What is your second recommendation?
The second thing I suggest is that experts should help to facilitate second-order assessment of their own expertise. That is quite interesting because apart from providing information on the first-order evidence supporting their claims, they must also provide information about themselves. Are they really experts in this field? They can provide information about their past work and about the scientific consensus to make sure that they are not only talking about their own ideas but about the current view in the scientific community.
There is a term in the social epistemology literature known as “expert trespassing”. This term is used to describe the situation where experts in a certain field pose as experts in other fields where they lack the relevant expertise. For instance, the fact that one is a general physician does not necessarily give one the right to talk about issues of epidemiology. If a general physician presents herself as an expert in epidemiology, without being one, people will be misinformed if they trust her. We know that there is specialization in different fields, therefore experts have to be honest about the extent of their expertise.
How should experts engage with the public to gain trust?

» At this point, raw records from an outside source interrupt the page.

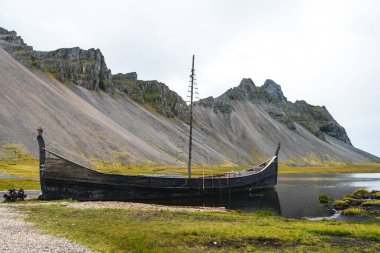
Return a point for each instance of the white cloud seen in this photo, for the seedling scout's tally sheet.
(325, 52)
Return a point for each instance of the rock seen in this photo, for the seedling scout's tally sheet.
(316, 119)
(274, 90)
(153, 94)
(86, 68)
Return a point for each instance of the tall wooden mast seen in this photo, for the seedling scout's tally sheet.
(191, 118)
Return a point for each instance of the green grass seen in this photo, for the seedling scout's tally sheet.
(371, 203)
(109, 230)
(29, 170)
(6, 184)
(323, 199)
(359, 193)
(25, 169)
(353, 211)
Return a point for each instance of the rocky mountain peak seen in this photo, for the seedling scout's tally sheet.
(274, 90)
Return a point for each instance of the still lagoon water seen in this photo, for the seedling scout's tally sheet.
(295, 196)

The philosophers Gürol Irzik and Faik Kurtulmus published a paper in 2019 where they suggested that epistemic trust in science can be enhanced when experts interact directly with lay people, for example, in community forums or some kind of deliberative meeting. In such meetings, people can ask questions concerning certain scientific issues and ascertain whether experts share their values or have their interest at heart, especially in cases where public welfare is at stake. For instance, when a mother does not want to vaccinate her children because she has concerns regarding safety, we shouldn’t brand her as unscientific. We should engage with her with the goal of appreciating and understanding her concerns and fears and then assure her of all the necessary steps taken to make a vaccine safe for children.
People looking for scientific evidence are confronted with a media environment characterized by many different platforms, views, accurate as well as fake news. How could lay people face these challenges?

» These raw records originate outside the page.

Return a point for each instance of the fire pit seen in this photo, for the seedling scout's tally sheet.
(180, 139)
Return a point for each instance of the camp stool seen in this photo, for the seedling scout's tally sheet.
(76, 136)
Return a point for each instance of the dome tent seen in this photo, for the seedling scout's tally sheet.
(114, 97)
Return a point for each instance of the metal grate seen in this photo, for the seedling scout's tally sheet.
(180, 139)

Also, lay people should be made aware that there are all kinds of information on social media, both fake and accurate ones. Therefore, lay people have a responsibility to look for other sources of information aside social media. To be open to other sources of information is a mark of intellectual virtue. This is an attitude we should encourage people to develop.
That means that while experts and journalists have the obligation to provide information, lay people also have a responsibility to be open to the information presented to them?
Yes. In my research I am looking at what experts, journalists and lay people have to do to ensure that accurate information is shared and acquired. Lay people also have a responsibility in this process which is often overlooked. We know that information flows from a communicator to a listener, therefore the recipient must also be intellectually virtuous to look for and receive accurate information. If our goal is to share and acquire accurate and reliable information, then all of the participants in the information flow have to do some work.